Once you find a value you like, do the final processing:

In [7]:
dataset['processed'] = keep_top_k_words(dataset, k)

# Training our Model

Our train_lda function takes a pandas dataframe with the processed texts in a 'processed' column, a number of topics to train, and a model name to save model files in a model folder for later use.

In [9]:
# import warnings; warnings.simplefilter('ignore') # Ignoring divide by 0 in log runtime warning during training.

In [10]:
dictionary,corpus,lda = train_lda(dataset, 50, '50topics')

Training model...
Time to train LDA model on  8897 articles:  0.6633241494496663 min
Saving model files...
Model saved in models folder.


# Now let's visualise!

In [11]:
pyLDAvis.gensim.prepare(lda, corpus, dictionary)

As you can see there are multiple overlapping topics, suggesting perhaps a lower topic number could be used for a general topic model.
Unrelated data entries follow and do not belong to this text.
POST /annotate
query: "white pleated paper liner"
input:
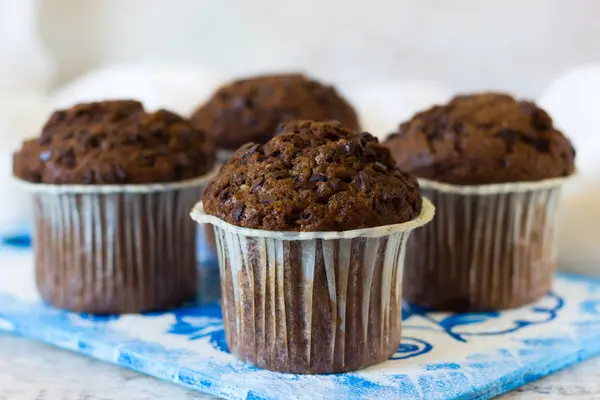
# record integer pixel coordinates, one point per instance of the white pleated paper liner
(312, 302)
(490, 246)
(110, 249)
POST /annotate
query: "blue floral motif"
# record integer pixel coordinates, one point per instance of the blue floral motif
(411, 347)
(451, 324)
(591, 307)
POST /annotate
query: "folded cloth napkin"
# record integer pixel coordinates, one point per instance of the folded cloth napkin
(382, 106)
(573, 100)
(179, 88)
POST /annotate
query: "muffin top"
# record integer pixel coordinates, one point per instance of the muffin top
(313, 176)
(250, 110)
(481, 139)
(114, 142)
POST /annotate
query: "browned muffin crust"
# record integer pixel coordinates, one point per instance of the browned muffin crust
(313, 177)
(481, 139)
(114, 142)
(250, 110)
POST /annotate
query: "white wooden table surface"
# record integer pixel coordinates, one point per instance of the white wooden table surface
(34, 371)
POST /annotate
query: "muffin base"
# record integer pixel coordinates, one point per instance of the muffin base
(309, 303)
(488, 249)
(115, 253)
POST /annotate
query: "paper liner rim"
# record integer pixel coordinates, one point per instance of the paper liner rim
(494, 188)
(427, 213)
(125, 188)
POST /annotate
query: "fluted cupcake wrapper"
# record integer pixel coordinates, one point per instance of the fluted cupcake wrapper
(115, 248)
(312, 302)
(490, 247)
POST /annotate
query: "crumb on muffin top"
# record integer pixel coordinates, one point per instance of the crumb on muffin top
(313, 176)
(481, 139)
(114, 142)
(251, 109)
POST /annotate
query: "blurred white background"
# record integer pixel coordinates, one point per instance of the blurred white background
(389, 57)
(513, 45)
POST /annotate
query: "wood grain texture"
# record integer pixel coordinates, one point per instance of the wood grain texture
(34, 371)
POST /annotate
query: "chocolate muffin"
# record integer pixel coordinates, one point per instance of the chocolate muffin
(112, 186)
(493, 166)
(311, 228)
(482, 139)
(251, 109)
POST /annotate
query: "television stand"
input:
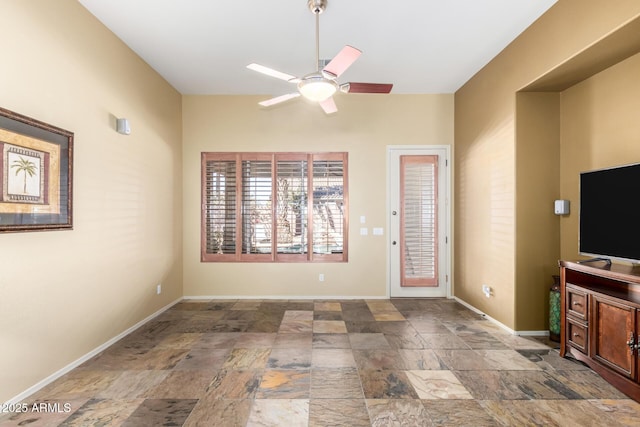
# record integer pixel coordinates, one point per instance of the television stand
(600, 321)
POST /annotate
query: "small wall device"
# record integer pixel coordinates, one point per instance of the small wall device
(122, 126)
(561, 207)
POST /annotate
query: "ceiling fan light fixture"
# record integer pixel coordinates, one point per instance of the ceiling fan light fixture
(317, 88)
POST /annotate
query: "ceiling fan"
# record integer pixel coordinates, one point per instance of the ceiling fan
(320, 85)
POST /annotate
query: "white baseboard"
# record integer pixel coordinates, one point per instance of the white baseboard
(501, 325)
(281, 297)
(28, 392)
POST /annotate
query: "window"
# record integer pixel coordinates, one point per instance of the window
(282, 207)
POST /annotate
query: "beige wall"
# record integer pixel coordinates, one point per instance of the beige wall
(64, 293)
(497, 226)
(364, 127)
(600, 128)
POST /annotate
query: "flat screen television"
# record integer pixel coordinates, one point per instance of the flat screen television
(610, 213)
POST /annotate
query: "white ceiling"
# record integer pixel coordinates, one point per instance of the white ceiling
(421, 46)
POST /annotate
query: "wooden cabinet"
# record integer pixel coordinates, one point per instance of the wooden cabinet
(600, 321)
Let's try this:

In [12]:
dictionary,corpus,lda = train_lda(dataset, 30, '30topics')

Training model...
Time to train LDA model on  8897 articles:  0.5853211323420207 min
Saving model files...
Model saved in models folder.


In [13]:
pyLDAvis.gensim.prepare(lda, corpus, dictionary)

Let's decrease our topics one more time..

In [14]:
dictionary,corpus,lda = train_lda(dataset, 15, '15topics')

Training model...
Time to train LDA model on  8897 articles:  0.3784134825070699 min
Saving model files...
Model saved in models folder.


In [15]:
pyLDAvis.gensim.prepare(lda, corpus, dictionary)

# Comments:

As you can see from this simple example, the iterative process of finding a good general topic model becomes slightly more intuitive when visualising the topic distribution. Studying each topic and their top words can also give insights as to how to change the vocabulary for a better model and how to change the parameters in our train_lda function that define the representation of topics. 

The LDA model is an extremely useful tool for any topic modeling task, and it has a variety of functions including finding similarity between documents (for this you may add "from gensim import similarities" in the imports). For example, this can be used to generate a simple recommendation system for documents in any system.